Foto. Cata Almada

Durante la tarde del pasado viernes 16 de marzo, a la par del inicio de esta edición del Lollapalooza, se vivieron situaciones de mucho cuidado dentro de la cúpula de las fuerzas de seguridad e inteligencia en el país, debido a que se detectaron varios mensajes amenazadores en Twitter que parecían anunciar presuntos planes de cometer hechos violentos durante el festival en cuestión. Tales publicaciones hablaban de posibles ataques con bombas lanzadas por drones y de atentados por parte del Estado Islámico (ISIS). O por lo menos eso comentó al diario La Nación un detective involucrado en la investigación.

Al de un evento tan multitudinario y esperado por los melómanos argentinos, y en vista de que ya han ocurrido en otras ciudades del mundo ataques de esta naturaleza en conciertos de artistas como Eagles of Death Metal y Ariana Grande, una vez revisados los intimidantes mensajes se procedió a radicar una denuncia ante Sandra Arroyo Salgado, jueza federal de San Isidro. Ella decidió las medidas de prevención y seguridad que serían tomadas a partir de ese momento para evitar una tragedia, así como incluso llegó a considerar la suspensión del festival.

Esto declararon fuentes judiciales ante la prensa acerca del delicado asunto:

“Como fue una falsa alarma ahora estamos más tranquilos. El viernes se hizo un rastrillaje en busca de explosivos sin suspender el festival. Pero el sábado se hizo más riguroso el cacheo del público y el control a los proveedores. Se trabajó ante la peor hipótesis.
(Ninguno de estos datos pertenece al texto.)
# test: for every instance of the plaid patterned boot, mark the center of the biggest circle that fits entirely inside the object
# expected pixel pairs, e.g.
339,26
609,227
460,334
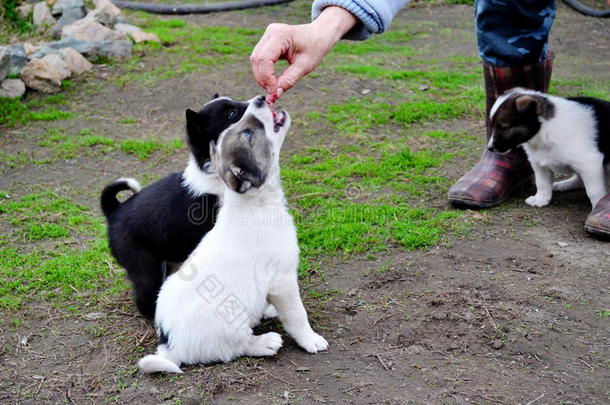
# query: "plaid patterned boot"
497,176
598,222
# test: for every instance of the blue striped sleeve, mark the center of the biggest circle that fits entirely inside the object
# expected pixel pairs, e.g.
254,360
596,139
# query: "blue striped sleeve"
375,15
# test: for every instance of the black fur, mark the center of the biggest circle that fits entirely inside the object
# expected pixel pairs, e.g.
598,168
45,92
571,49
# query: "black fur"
109,201
601,110
516,120
164,222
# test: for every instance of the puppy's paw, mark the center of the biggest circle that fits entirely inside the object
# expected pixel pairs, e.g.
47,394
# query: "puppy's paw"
313,343
566,185
265,345
537,201
270,312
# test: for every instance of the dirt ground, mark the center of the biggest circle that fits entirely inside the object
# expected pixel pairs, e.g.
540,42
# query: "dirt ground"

En otras partes del mundo hubo atentados en festivales musicales”.

De cualquier forma, se desarrolló entonces todo un operativo en el que intervino el Departamento Unidad de Investigación Antiterrorista (DUIA) de la Policía Federal, así como comunicó la alerta a los Ministerios de Seguridad de la Nación y de la Ciudad y a la Municipalidad de San Isidro para que en caso de que sucediera algún hecho violento el Hospital Central y el servicio de ambulancias estuviesen listos para una contingencia.
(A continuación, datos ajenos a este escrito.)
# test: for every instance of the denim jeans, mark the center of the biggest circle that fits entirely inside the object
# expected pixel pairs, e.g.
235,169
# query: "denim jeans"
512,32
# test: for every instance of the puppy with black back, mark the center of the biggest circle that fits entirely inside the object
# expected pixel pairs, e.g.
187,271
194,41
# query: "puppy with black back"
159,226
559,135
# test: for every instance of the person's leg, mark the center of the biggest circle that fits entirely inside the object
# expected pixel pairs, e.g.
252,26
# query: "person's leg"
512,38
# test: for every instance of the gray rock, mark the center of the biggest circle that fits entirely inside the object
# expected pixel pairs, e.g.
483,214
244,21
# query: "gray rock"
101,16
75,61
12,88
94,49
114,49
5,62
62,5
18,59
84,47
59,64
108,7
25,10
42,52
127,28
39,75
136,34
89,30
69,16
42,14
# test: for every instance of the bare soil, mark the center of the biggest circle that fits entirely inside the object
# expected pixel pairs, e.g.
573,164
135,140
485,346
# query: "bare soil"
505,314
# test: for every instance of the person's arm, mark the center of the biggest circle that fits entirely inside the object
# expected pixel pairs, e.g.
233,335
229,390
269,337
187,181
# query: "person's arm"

En todo caso, según reporta el periodista Mauro Federico del medio Ámbito Financiero, uno de los miembros de la DUIA expresó lo complejo de tales labores:

“En primer lugar, la gran cantidad de personas convocadas ese día (se calculaba una asistencia de aproximadamente cien mil personas) dificultaba las tareas de control en los accesos; pero también teníamos que tener en cuenta como extremadamente sensible la presencia de personas públicas que podían ser considerados como objetivos de grupos violentos extremistas”.
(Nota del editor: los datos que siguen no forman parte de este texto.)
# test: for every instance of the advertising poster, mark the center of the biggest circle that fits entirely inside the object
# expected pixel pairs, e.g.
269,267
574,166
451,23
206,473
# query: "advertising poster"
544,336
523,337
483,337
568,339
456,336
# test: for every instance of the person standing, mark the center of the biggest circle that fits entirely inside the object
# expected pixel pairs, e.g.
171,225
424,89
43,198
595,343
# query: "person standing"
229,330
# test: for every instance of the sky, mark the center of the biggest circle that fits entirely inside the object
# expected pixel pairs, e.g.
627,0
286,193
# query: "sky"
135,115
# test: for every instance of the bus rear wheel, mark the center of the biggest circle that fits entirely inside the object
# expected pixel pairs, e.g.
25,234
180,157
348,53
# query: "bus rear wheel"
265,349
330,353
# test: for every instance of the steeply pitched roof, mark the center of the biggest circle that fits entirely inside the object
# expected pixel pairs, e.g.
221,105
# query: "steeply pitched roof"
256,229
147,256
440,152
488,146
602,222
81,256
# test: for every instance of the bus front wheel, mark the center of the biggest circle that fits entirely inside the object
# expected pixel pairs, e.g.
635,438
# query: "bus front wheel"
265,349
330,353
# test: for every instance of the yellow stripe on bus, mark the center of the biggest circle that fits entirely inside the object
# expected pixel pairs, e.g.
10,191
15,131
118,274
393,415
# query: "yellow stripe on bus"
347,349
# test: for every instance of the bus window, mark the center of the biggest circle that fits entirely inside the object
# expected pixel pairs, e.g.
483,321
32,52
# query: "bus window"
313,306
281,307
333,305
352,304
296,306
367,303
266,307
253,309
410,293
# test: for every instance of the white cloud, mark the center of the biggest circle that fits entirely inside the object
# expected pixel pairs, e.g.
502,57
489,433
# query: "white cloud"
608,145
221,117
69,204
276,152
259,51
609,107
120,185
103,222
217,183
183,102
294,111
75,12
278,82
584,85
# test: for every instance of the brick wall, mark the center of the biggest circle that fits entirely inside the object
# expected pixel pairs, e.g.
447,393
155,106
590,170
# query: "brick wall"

Hubo entonces durante viernes y sábado en el predio del Hipódromo de San Isidro un completo equipo de especialistas en antiexplosivos, investigadores de la Oficina de Ciberterrorismo, perros entrenados en búsquedas, asimismo se utilizaron drones y se contó con más de 1.500 efectivos de las fuerzas de seguridad para garantizar la vida e integridad de los asistentes en vista de las amenazas.

Finalmente, y por suerte, al parecer se trató de una falsa alarma, de una broma bastante desagradable por parte de usuarios de internet. Lo cierto es que el megaoperativo se cumplió a cabalidad y se mantuvo en secreto hasta el último momento, e incluso hijos de algunos de los integrantes de las fuerzas de seguridad, y la hija mayor de la propia jueza Salgado asistieron a tal evento y pudieron disfrutarlo en paz.